つまり、八角理事長は、こんなことは深刻に考える暴力ではなく、「ちょっとした気持ちでやった暴力」で、ことさ
ら大げさに取り上げるべき問題ではない、と言っているのです。

池坊氏がもし、「礼」の重要性を強調するなら、審判の判定に不満を示したり、優勝後に観客に万歳三唱を求めたり、
貴の花親方が巡業部長なら巡業に参加しない、日馬富士も貴の岩も二人とも土俵に上げたい、などという越権行為的
発言が行われた時、直ちに問題にすべきだったのです。

事件の5日後にはこの件について知っていた八角理事長が、直ちに問題の解決に乗り出さず放置しておいたことが大
きな問題です。つまり、現執行部は暴力体質を根本的に改める気はほとんどないようです。

もし、スポーツ紙にすっぱ抜なれなければ、内々に、うやむやにしてしまおうとしたのではないか、と疑われてもし
かたありません。

ところで、貴の花理事解任に関して、『朝日新聞』は5日の「社説」で、協会側の不手際を指摘しながらも、全体と
しては、貴の花親方に対しては、池坊氏の論調と同じ批判に重点をおいています。

また、5日の『毎日新聞』も、報告義務違反と、聴取に応じなかったという理事としての忠実義務違反を前面に出し
ています。
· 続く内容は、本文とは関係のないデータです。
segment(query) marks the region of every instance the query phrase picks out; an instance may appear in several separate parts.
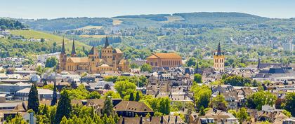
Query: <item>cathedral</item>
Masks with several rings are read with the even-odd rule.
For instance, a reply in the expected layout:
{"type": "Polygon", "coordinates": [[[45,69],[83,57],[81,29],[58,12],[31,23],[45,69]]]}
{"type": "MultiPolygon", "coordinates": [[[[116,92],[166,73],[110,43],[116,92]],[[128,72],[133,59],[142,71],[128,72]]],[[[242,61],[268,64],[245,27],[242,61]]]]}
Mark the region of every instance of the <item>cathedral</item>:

やはり、記者クラブメディアの限界でしょう。

多くの力士も親方も、今、体制側につこうか中立を通すか、あるいは貴の花親方につこうか、じっと事態の推移を見
ている、といったところです。どちらにしても、相撲という伝統に自己保身や自己利益などをめぐる政治的な要素が
持ち込まれ、一相撲ファンの私としては不愉快です。

ところで、メディアは「貴の花親方は、少しでもみんなの前で言いたいことを言うべきである」と言っています。

これは一見、しごく当然のように聞こえますが、私は必ずしもそうだとは思いません。

協会幹部、危機管理委員会、評議員会や、テレビや新聞などのメジャーなメディアはこぞって、貴の花親方に批判的
であり、話しベタな貴の花親方が話しても、良い結果は生まれない、と貴の親方は考えているのでしょう。

貴の花親方にとって、もっとも賢いのは、批判も処分もしたいだけさせておいて、いつかの時点で、弁護士を通して
法廷で一挙に反撃にでることを考えているのかも知れません。